What's Making Rates Change?Whether bought from a utility or a marketer, a rising portion of the power you use originates from a wholesale market whose pricing rises sharply at certain times of the day and year, or rises when a power line or generator goes down. Those charges "trickle down" to endusers via fuel adjustment charges or rate increases. Many utilities tend to average such costs across both time and their customer base, thereby cross-subsidizing among rate classes and masking the problems.
Changes in wholesale power pricing structures are being pushed by the Federal Energy Regulatory Commission (FERC). Where already applied (mostly in northeastern states), hourly power pricing jumps in areas when transmission gets congested and/or where expensive generation must be used during peak demand periods.

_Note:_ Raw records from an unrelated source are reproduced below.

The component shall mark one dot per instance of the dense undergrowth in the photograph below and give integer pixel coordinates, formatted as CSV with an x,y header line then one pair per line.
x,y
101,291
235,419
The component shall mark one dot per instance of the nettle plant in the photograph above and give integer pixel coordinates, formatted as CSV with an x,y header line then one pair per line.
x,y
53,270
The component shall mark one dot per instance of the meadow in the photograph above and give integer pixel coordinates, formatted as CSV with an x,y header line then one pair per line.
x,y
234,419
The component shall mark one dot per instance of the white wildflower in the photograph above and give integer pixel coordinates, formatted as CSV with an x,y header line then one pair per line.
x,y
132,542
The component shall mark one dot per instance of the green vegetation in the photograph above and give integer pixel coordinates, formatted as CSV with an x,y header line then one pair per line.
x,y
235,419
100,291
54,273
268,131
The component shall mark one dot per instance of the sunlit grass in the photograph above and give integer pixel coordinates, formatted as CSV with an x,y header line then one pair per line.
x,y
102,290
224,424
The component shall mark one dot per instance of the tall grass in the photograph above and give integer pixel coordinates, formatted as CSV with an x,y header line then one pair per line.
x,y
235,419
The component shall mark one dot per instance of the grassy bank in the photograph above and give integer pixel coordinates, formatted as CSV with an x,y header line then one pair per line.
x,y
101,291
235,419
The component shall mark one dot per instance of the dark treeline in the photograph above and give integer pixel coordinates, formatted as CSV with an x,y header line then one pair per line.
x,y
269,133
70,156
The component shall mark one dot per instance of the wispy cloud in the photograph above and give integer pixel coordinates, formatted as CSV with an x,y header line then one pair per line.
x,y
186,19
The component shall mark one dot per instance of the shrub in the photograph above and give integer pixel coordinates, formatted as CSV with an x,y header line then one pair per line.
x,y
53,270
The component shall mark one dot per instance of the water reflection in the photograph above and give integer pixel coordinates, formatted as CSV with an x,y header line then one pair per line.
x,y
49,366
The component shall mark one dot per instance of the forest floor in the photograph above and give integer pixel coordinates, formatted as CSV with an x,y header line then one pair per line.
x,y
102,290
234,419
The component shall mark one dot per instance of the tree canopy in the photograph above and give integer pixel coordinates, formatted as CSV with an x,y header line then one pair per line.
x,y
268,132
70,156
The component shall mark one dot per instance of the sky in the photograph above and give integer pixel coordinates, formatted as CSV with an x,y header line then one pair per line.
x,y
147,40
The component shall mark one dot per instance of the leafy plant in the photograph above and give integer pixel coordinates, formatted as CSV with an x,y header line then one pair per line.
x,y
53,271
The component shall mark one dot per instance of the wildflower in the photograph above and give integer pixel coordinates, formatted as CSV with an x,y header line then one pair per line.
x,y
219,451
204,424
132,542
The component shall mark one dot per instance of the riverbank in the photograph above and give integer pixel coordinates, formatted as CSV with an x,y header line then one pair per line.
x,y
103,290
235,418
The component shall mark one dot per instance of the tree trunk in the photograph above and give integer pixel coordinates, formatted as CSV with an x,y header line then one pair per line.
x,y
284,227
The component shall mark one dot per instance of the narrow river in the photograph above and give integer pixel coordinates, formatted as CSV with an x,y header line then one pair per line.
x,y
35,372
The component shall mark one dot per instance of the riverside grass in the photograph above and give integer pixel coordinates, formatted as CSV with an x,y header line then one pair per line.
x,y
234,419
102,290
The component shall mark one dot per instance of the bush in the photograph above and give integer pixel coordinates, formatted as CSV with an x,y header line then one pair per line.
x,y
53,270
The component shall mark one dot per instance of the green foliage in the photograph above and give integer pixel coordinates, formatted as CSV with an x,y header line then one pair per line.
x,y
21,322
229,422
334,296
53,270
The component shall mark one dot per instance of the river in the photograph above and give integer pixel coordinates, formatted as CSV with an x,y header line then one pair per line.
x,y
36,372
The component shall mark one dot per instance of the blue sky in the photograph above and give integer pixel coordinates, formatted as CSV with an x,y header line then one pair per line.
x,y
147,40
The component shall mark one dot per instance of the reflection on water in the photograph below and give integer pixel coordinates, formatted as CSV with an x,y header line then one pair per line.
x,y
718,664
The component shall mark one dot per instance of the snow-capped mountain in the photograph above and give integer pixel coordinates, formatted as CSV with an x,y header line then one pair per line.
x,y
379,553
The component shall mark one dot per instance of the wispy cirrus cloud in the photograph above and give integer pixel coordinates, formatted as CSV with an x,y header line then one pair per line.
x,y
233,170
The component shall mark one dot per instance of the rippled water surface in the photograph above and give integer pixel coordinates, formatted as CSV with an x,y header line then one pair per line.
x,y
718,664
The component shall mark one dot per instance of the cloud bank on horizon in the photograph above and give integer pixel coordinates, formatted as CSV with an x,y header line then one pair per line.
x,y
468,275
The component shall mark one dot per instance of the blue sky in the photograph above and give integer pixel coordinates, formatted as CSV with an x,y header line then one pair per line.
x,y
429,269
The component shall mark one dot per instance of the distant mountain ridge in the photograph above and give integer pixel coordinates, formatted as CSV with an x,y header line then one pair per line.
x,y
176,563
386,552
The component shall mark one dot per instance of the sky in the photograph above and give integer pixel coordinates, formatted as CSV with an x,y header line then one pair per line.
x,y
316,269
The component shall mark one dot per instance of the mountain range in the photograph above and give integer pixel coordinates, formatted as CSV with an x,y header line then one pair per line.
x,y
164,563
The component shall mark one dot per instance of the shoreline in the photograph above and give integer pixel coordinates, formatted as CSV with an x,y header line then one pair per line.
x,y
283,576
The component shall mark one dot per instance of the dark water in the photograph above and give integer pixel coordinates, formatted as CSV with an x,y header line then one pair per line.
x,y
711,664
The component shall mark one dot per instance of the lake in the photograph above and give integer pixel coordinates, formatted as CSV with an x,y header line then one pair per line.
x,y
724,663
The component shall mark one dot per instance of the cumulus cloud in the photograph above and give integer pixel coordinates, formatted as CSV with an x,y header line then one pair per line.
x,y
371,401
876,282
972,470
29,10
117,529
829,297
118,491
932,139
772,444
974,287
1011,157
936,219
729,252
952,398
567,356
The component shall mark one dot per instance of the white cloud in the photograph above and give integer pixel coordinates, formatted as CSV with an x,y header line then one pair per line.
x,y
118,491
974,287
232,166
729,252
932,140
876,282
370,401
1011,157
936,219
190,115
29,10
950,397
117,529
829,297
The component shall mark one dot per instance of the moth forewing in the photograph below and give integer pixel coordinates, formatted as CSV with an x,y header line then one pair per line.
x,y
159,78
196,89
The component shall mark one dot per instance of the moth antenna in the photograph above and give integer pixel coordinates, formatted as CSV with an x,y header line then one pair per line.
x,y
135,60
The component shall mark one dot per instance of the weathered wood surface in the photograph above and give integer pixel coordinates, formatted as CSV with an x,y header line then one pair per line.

Winners And LosersThe impact is felt the most by customers with low load factors (i.e., average demand divided by peak demand) and by those whose load profiles spike in the middle of the workday. Pressure by industrial customers (with relatively flat profiles) for rate relief has supported removal of cross-subsidies. Some commercial building operators (especially those who charge tenants a fixed electric rate based on occupied square footage) may, however, find themselves on the short end of the stick. In such cases, tenants have no incentive to minimize their demand. Landlords may then see rising costs they cannot pass on until leases are renegotiated. Simply charging more for power may make rented space less competitive.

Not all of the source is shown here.